Processors under contract processing arrangement are also required to pay import duties for the importation of equipment.

VAT reforms will have an impact on most processing trade operators. Enterprises should evaluate the potential impacts on their business model, tax burden and cash flow.


Conclusion

It is envisaged that in the near future, the Chinese authorities will further strengthen the administration of the processing trade and will expect processing trade enterprises to improve their compliance status. As the Chinese government is determined to tackle environment problems arising from manufacturing activities, measures to eliminate high polluting industries or products are to be expected.

Enterprises must consider upgrading their production process and equipment in order to reduce pollution, whilst considering the use of more environmently-friendly materials during manufacturing.

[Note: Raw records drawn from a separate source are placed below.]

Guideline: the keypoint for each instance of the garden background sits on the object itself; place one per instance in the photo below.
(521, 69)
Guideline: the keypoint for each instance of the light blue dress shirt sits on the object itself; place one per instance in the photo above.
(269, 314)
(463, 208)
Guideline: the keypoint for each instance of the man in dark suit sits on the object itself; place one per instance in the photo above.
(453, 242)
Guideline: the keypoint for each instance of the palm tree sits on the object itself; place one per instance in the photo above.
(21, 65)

In order to improve compliance with processing trade regulations and to ensure good preparation for potential inspection by the customs authorities, it is recommended that processing trade enterprises engage professionals and conduct a health check on their processing trade operations. A thorough and comprehensive customs and VAT health check is helpful in identifying an enterprise's existing non-compliance issues, to quantify the potential non-compliance exposures and to devise possible solutions where appropriate.